Last October I thought I fell in love with a poet. Pieces of our costumes lying scattered as words across an ever messy bedroom floor he spoke to me artful and quiet and breathed me in nanometers. Though I couldn’t have known it then, it was the last night it might have all been true.

I spent the month of November pretending it was.

December brought the one I broke. My saccharin pawn, unwitting elastic, I let him play a part I didn’t know and kiss the scars he couldn’t see. He did everything he could, except the one thing he couldn’t.

January stumbled over a jazz saxophonist in San Francisco. The awkwardness arrived before the dawn and didn’t have the decency to leave as I did when the sun breached the stranger’s bed. I ran for a taxi forgetting his name with the cliché on the nightstand, holding only to hope that he wouldn’t remember mine.

February was the best friend of December who so wrongly had me rapt. Despite whatever could never have been the staining raze of its inescapable impossibility had me longing for the graceless unknown of that shy San Franciscan saxophonist…what was his name again?

March took me to New Zealand and the original domino of an Irishman.
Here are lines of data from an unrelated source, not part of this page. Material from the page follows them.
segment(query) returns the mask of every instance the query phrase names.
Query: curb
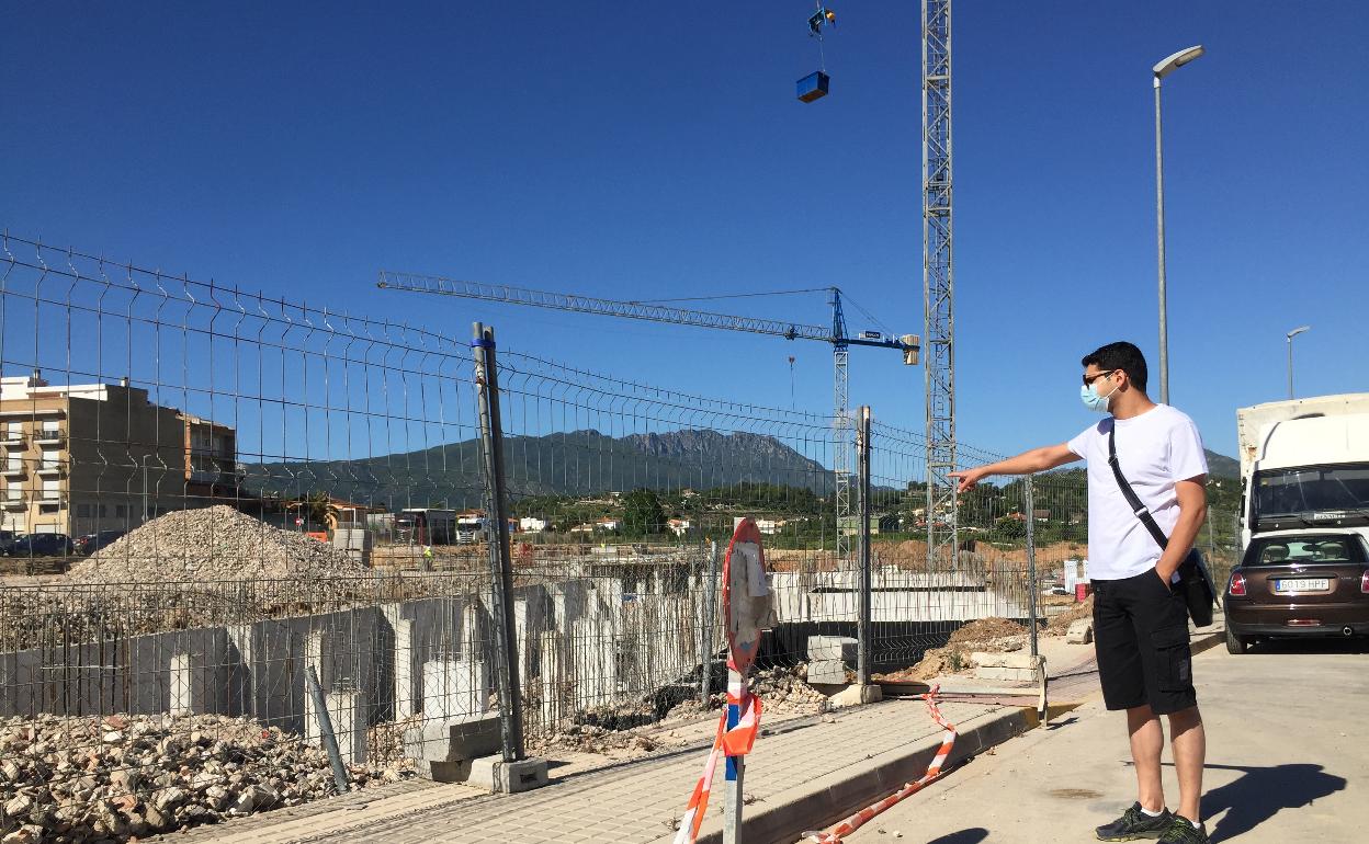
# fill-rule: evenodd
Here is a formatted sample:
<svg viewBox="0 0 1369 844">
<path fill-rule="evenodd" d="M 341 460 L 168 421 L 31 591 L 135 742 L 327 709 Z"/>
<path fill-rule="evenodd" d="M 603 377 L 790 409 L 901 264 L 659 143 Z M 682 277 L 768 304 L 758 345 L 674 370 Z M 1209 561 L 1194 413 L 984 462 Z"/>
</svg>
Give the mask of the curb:
<svg viewBox="0 0 1369 844">
<path fill-rule="evenodd" d="M 958 737 L 945 769 L 950 770 L 1020 736 L 1034 721 L 1035 713 L 1012 707 L 957 724 Z M 741 840 L 747 844 L 794 844 L 799 839 L 799 830 L 826 829 L 920 778 L 927 773 L 941 743 L 942 735 L 935 733 L 897 751 L 872 756 L 861 765 L 768 796 L 764 804 L 747 807 L 742 818 Z M 701 830 L 698 844 L 721 844 L 720 822 L 711 817 L 705 830 Z"/>
</svg>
But again I missed, kissed the wrong friend first, and found myself swimming surreptitious in disaster, impossible as it is for a girl with no self-control to exercise something she doesn’t have. Despite slight glints of his wavering willpower, ultimately we were a stalemate: an immovable object against an unstoppable force.

April gave me the first tense tease of satisfaction: a painfully sweet Scot who made it the way I remembered. But with just a few fleeting moments of that long elusive comfort his ticket took him home. When he left for Glasgow, I left for Wellington, and the promises we made lay stuffed at the bottom of our backpacks.

In May I met the Irishman who stayed. Handsome like a lonely streetlight, he and I wandered the same alleys. But when it came to the thing that everyone’s after, it consumed and escaped me in inexplicable flashes. Too scared to break another, I left. But made a promise to come back that I still intend to keep.

In June it was a Scotsman in Malaysia. Though lacking the syrupy brogue that paints itself round every word and buckled my knees back in April, he was effortless as a day in bed. But as camaraderie began its inch around the corner, he had his ticket home as well. His last three days on the island were the only three days it could never be more, and so the universe continued its creative torture on my wearily addicted limbs.

July held the worst of Asia and of the Irish. Fucking me the wrong way, he saw the taut, shadowed cells of schleroderma that have rested between my shoulder blades since I was six. His mouth a rictus of fear at this memory of a burn or a childhood scar I barely recall, he lost it. As I was forced to assure the horror of a boy I hadn’t “given it to him,” he walked out of the room to my shamed stone glare and I twisted my skin and bones back to the door in used, unadmittable, regret.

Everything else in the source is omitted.